Some 2,200 villagers are involved - actors, musicians, directors, costumiers, technicians, stagehands, representing nearly half the population of 5,000.

Toddlers take part on their grandparents’ shoulders. The whole primary school is involved in turns. A third of the 200 pupils are on stage with their teacher in the great crowd scenes which start and end each performance day.

To be eligible, you must be born in the village, or have lived there for 20 years, or attend the primary school. Even four-footed thesps - the flock of sheep and goats, donkey and the centurion’s horse - must have local credentials.

Doves hatched in Unterammergau need not apply. Some consternation the day of our visit - first day on the boards for a new donkey, the last inexplicably having become pregnant.

Our student coach driver on the trip from this woodcarvers’ dream of a Bavarian village to Munich airport was recruited a year ago in the local pub, as part of a drive to involve more of the young by assistant director Otto Huber (four of whose ancestors were in the 1680 production). Originally to be a Roman soldier and flogger of Christ, Andy was promoted to the small speaking part of Archelaus, member of the Sanhedrin.

This is a new production for millennium year, with brilliant costumes and settings. Modernisation of the traditional text was hard-won by wunderkind director Christian Stuckl, in the face of resistance from the custodians of the play’s intellectual property rights, Oberammergau town coucil.

Married women and women over 35 were permitted on stage only for the first time in 1990: a state of affairs that traditionally led to Mary often appearing considerably younger than her Son. This year there are also a good handful of Muslim (Turkish guestworker) participants.

For this is no medieval mystery play, no nostalgic folksy drama gelled in the aspic of history. The sense of evolution, universality and millennium relevance is palpable. No person has the right to stand in judgment: in any one of us there lurks something of Pilate, Herod, Judas.

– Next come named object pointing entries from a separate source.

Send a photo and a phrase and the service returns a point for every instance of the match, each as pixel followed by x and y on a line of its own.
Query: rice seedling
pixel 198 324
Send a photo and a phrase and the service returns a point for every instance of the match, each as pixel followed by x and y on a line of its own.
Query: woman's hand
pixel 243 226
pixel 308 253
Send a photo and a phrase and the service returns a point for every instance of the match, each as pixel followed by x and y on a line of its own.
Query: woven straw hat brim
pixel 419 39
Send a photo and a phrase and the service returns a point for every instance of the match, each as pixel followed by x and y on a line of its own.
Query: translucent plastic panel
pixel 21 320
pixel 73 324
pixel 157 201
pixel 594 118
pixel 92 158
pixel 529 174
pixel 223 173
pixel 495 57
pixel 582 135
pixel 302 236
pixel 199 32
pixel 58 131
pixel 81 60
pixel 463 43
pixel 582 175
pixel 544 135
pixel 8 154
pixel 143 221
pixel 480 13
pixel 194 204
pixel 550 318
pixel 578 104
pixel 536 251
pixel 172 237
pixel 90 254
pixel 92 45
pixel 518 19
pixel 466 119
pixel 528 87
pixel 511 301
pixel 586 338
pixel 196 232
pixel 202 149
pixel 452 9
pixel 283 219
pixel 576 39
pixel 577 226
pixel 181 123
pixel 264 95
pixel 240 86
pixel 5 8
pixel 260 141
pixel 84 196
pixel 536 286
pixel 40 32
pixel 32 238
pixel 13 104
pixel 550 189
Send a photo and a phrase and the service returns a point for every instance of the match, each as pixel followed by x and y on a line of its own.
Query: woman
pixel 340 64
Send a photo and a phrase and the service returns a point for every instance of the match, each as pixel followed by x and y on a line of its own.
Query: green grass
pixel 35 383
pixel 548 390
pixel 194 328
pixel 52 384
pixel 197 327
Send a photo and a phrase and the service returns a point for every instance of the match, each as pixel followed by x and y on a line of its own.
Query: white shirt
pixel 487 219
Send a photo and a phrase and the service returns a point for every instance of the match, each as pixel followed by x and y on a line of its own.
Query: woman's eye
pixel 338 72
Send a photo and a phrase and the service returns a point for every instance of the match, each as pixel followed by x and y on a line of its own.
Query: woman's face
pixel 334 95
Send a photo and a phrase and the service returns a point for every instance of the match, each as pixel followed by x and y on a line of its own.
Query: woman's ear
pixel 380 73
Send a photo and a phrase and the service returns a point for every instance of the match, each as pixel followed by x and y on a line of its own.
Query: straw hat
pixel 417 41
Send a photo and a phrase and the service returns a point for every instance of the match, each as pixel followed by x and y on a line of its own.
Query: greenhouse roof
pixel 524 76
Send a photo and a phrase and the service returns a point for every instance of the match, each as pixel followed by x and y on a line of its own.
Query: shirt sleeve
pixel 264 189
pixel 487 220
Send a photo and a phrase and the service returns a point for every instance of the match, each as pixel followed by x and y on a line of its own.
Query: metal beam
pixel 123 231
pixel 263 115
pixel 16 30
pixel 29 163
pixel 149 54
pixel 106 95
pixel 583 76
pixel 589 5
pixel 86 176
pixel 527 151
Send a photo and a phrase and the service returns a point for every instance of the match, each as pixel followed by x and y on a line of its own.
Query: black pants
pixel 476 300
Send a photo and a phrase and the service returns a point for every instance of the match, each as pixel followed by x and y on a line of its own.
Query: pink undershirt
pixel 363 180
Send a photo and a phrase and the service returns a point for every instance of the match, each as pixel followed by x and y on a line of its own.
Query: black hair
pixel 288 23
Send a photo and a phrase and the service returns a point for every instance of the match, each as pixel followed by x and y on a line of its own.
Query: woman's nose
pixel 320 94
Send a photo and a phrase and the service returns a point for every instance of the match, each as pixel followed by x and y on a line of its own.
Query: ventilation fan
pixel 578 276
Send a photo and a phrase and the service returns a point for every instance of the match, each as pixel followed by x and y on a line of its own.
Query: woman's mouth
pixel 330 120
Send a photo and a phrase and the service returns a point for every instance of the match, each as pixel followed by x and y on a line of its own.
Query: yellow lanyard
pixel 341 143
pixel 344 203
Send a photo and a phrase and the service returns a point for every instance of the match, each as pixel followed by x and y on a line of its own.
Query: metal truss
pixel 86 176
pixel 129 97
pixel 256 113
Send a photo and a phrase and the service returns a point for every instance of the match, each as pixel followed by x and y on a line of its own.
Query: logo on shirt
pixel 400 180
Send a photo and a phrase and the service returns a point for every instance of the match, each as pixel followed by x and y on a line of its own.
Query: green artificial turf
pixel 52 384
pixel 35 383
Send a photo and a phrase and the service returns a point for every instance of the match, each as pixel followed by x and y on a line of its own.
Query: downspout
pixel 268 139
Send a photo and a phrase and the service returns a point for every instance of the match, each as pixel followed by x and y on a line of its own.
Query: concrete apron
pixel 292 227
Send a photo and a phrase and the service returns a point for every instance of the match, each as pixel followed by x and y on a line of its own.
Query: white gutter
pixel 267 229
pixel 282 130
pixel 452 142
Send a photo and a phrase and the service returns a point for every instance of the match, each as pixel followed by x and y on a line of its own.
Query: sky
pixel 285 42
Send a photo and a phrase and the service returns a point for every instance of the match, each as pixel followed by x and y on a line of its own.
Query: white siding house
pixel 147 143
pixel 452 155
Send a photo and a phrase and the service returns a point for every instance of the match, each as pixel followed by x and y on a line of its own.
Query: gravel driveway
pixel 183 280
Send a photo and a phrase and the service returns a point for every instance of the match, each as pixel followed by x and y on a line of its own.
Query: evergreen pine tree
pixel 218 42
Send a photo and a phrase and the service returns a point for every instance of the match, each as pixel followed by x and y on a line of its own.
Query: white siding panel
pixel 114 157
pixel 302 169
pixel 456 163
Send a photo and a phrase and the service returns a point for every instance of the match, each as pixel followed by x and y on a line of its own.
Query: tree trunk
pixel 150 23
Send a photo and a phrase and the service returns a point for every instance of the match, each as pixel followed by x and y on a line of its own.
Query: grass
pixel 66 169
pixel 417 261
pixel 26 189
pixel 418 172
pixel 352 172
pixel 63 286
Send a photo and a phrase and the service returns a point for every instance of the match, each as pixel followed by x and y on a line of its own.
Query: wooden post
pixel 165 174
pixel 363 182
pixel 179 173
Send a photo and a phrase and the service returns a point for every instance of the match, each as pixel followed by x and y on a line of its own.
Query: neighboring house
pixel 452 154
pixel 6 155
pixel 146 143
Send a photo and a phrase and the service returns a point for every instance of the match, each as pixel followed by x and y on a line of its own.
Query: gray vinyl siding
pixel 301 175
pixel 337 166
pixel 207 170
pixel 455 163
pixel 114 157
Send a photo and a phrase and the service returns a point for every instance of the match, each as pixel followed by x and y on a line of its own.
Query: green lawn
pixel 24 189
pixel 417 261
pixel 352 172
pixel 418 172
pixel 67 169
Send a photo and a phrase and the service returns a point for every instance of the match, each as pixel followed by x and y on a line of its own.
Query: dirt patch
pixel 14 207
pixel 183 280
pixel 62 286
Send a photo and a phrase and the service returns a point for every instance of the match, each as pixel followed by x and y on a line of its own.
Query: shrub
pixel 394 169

Stereotyping is out. This year the blood-curse has been removed from the yelling crowd scene in front of Pilate (“His blood be on us, and on our children”). In 1990, the council produced six tightly argued pages as to why it had to stay. That traditional accusation of collective guilt lives on in centuries of folk memory and links historically with aversion, contempt, aggression.

Here Jesus has Jewish friends within the Sanhedrin who closely argue (and lose) the case for his innocence and, at the least, for a fair and open trial; and who stand by Him on the Cross. Jesus himself was a Jew, like all the earliest Christians, a fact sometimes overlooked. The wonderful, painterly tableaux of Old Testament scenes which punctuate the narrative of Passion Week illustrate the matrix of Jewish faith and tradition from which the figure of Christ emerged.

For this production the directors set up a dialogue with the American-Jewish Council. Leading rabbis agree that the script “goes far in minimising anti-Judaism”, and hope that “Passion 2000 will present a new and positive understanding of Jews and Jewishness”.

There are five six-hour performances each week between May and October. Don’t rush: tickets sold out two years ago.